Sculpture park in New York State, US

Griffis Sculpture Park is a sculpture park located between Ashford Hollow and East Otto in Cattaraugus County, New York. The 425 acre outdoor art museum, which was created by artist Larry W. Griffis Jr in 1966, was the first sculpture park in the United States. It features more than 250 works of art created by over 100 artists, and also serves as a nature preserve, with 10 mi of trails. Griffis founded the Ashford Hollow Foundation for the Visual and Performing Arts to administer the park, which was most recently headed by Simon Griffis, son of Larry Griffis, until Simon's death at Zoar Valley in June 2010. Other members of the Griffis family have also served on the AHF board of directors.

The park draws 35,000 visitors annually. Admission is $5 per person, which is paid on a volunteer basis with QR codes (PayPal or Venmo) scannable near the entrance to the park. The park is also supported by private donations and fund raisers. The park is open from May to October.

==History==
The idea for an outdoor sculpture museum came to artist Larry Griffis while he was touring Italy with his family. While watching his children play on the ruins of Emperor Hadrian’s villa, Griffis realized the value of interactive art. As Simon Griffis recalls, his father said, "This is absolutely remarkable. Look at my kids. I've taken them to the finest museums and galleries but they've come alive in this environment where they can interact and they can smell the flowers and they can touch things."

Upon returning to the United States, Larry Griffis looked at many possible sites for the park, but had a vision that included site-specific terrain. He required a combination of valleys, woods, lake and open space. Kissing Bridge Ski Resort in Concord and Lewiston's ArtPark were possible candidates for the vision, but were passed over by the artist.

In 1966, Griffis purchased 100 acre near Ashford Hollow in the Southern Tier of Western New York and placed 15 of his own 25 ft welded steel works on a hillside along a country road.
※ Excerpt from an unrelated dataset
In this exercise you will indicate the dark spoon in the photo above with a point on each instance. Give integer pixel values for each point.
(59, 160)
The Ashford Hollow Foundation acquired another 325 acre and drummed up commissions for additional sculptures.

==Art==
More than 100 local, national and international artists have contributed to this park, although much of the art features members of the Griffis family. Other artist include Bolinski, Bellavia, Dwain, Gerst, Hatchett, Patterson, Mehrdad Hadighi, and Lauren Scime. The sculptures are cast in bronze, welded steel, aluminum and wood, and are arranged in twelve groups based on theme. These groups include various oversized animals and insects, life-size nudes (men and women), or sets such as castles or submarines.